I think the hardest part would be convincing the dog to get in. A good centre stand would probably be a good idea, so the bike is level when you load the dogs.


----------



## andyh2 (Mar 8, 2008)

Thanks for the feedback.

Beginning to think that maybe a trailer for when there's just Ebony (our dog) and stick with the seatpost spring loaded lead holder when Daisy (Ma's dog) is along too. Just need to stick to flatter routes maybe so Ebony doesn't get phased by being attached downhill.


----------



## J_Hopper (Mar 5, 2005)

I have a Bikes at Work 64a, and I think I could easily carry two large dogs on it. I'd probably have to rig up some side-boards, but I could make it work. That's what's so nice about the BAW trailer. No matter what I need to carry, I can...

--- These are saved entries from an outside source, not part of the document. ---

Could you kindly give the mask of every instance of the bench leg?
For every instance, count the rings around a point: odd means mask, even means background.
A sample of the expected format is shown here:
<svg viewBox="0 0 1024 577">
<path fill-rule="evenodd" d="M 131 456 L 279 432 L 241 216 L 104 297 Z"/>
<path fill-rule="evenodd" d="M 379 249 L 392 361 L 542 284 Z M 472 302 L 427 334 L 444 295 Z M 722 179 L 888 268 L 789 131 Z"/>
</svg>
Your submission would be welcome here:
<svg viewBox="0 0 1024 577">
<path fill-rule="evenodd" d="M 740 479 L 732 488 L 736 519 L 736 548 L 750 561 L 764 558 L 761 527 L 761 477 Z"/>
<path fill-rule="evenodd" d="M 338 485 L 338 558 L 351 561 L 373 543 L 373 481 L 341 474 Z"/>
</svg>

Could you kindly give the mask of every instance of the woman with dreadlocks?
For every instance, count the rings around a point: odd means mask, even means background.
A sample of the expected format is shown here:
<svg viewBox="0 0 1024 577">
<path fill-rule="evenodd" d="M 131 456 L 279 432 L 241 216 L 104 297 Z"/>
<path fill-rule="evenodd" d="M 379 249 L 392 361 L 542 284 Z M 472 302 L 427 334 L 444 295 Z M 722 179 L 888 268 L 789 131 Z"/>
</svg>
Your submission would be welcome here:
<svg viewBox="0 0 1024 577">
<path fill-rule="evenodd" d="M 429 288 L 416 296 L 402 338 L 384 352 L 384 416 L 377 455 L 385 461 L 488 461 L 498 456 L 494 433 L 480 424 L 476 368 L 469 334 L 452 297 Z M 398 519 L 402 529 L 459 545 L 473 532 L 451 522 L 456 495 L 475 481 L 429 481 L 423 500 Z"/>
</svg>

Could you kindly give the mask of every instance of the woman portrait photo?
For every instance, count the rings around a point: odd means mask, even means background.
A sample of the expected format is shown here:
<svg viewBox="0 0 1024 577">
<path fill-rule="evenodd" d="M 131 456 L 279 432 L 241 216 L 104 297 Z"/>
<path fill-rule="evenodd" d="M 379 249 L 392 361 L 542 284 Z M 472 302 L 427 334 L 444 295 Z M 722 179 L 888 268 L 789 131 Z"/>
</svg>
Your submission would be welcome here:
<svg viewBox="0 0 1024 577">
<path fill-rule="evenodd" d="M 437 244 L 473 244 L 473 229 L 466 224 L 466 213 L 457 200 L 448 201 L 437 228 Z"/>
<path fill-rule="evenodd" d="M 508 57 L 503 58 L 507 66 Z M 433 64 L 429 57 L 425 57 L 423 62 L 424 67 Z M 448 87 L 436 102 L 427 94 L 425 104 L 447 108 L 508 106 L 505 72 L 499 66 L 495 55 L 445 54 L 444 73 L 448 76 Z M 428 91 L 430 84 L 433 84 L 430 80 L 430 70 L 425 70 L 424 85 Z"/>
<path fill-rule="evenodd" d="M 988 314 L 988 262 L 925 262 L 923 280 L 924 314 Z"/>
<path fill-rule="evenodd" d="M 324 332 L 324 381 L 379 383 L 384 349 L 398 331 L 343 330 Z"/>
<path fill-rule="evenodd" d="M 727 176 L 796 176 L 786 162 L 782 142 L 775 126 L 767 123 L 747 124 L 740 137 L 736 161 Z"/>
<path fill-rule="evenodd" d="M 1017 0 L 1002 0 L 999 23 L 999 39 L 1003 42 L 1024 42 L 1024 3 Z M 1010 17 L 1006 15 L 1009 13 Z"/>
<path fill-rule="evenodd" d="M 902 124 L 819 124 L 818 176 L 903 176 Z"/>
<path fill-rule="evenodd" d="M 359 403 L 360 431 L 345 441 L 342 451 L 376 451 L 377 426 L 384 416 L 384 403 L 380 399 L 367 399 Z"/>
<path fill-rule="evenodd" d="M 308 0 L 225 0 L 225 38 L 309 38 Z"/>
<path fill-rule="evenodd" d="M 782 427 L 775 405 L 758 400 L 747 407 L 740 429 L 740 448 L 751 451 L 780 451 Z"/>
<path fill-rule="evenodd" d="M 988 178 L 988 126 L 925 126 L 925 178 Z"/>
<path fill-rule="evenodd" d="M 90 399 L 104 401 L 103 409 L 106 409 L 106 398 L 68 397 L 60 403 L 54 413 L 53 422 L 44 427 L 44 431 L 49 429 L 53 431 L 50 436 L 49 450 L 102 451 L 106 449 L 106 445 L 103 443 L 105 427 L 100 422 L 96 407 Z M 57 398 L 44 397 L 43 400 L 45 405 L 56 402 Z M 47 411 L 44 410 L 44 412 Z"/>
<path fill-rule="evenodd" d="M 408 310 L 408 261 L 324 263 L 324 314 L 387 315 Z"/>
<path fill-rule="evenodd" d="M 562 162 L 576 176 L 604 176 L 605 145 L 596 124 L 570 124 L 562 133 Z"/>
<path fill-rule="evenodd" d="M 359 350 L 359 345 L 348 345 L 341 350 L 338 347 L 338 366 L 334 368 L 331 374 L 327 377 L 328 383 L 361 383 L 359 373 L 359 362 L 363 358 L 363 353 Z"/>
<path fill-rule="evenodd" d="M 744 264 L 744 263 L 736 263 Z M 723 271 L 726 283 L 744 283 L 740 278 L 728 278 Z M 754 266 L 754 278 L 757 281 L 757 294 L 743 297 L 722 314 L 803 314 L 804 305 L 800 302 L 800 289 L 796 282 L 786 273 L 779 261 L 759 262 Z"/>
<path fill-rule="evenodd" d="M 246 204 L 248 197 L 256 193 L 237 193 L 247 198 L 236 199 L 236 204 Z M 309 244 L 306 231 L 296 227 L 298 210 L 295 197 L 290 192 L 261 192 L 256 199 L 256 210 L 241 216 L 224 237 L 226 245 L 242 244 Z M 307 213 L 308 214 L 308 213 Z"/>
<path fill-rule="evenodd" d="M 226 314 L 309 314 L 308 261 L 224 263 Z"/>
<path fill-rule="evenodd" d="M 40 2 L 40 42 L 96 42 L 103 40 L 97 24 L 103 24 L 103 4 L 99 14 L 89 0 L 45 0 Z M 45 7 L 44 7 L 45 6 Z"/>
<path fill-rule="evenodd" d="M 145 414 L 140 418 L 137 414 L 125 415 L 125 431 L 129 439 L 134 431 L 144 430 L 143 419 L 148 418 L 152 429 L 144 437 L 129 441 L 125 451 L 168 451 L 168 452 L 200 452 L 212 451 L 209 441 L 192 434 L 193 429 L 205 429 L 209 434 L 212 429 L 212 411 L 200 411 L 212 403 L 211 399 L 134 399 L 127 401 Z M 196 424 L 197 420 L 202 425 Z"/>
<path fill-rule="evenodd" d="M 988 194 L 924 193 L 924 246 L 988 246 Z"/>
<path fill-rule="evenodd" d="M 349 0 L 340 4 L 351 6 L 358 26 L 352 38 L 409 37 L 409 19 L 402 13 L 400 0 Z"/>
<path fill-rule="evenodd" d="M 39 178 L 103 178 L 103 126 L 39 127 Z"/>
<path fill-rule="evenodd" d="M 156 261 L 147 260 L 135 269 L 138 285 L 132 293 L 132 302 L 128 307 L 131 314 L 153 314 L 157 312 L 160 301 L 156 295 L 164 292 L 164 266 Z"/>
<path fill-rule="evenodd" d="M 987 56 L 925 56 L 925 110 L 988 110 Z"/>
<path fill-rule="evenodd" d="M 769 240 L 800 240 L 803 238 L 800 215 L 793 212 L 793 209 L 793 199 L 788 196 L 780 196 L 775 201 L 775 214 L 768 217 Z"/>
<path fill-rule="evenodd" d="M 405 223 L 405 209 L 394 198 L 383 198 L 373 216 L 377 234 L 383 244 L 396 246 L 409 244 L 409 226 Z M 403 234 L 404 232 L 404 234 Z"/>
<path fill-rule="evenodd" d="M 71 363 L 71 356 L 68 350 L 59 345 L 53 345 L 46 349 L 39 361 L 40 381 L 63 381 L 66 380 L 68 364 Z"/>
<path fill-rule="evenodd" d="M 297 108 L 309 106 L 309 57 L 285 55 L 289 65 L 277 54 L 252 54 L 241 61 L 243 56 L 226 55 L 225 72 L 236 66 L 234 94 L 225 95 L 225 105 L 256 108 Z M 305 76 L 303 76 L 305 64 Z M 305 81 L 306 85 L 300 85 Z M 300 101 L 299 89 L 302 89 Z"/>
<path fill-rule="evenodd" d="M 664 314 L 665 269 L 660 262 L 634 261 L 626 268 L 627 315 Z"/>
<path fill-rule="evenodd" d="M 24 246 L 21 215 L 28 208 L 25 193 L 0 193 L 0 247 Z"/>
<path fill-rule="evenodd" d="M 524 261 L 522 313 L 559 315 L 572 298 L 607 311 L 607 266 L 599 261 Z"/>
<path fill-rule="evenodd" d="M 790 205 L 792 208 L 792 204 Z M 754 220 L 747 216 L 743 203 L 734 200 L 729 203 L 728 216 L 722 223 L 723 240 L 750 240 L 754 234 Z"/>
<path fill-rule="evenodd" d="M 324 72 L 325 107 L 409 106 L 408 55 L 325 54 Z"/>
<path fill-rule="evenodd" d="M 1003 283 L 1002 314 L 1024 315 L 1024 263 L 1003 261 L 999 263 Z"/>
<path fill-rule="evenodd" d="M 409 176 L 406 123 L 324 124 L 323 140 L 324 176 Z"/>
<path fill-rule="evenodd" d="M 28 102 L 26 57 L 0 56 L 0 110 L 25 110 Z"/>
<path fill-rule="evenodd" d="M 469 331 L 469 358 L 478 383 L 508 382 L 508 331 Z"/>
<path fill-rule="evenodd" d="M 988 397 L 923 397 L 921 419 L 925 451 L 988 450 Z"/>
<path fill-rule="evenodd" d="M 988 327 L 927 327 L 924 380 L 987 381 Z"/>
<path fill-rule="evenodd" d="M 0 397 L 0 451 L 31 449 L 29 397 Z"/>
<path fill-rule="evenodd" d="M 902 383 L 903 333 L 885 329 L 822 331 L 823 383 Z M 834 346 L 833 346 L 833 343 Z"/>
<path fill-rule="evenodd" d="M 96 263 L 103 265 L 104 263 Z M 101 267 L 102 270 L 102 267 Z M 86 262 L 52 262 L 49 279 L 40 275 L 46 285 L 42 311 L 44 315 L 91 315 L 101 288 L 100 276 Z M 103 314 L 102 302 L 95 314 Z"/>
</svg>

Speaking of side-boards, if I was going to make some, I'd probably use 1.25" PVC couplers, affix those to the side of the trailer, then build a 1.25" PVC frame and stick it in the couplers.


----------



## ocsawdust (Apr 30, 2011)

i have a burley flat bed that i put a deck and sides on for my mila. works great. never took it off road but along the beach and around town. she loves it, won't try to jump out. the smile on her face when i hook it up and take her out is priceless.


----------



## mike5krnr (Sep 14, 2004)

Here is a Big Dummy that I saw and took a pic of yesterday, its platform was made to handle too large plastic bins that could hold two big dogs...not sure how easy it would be to put them in though...


----------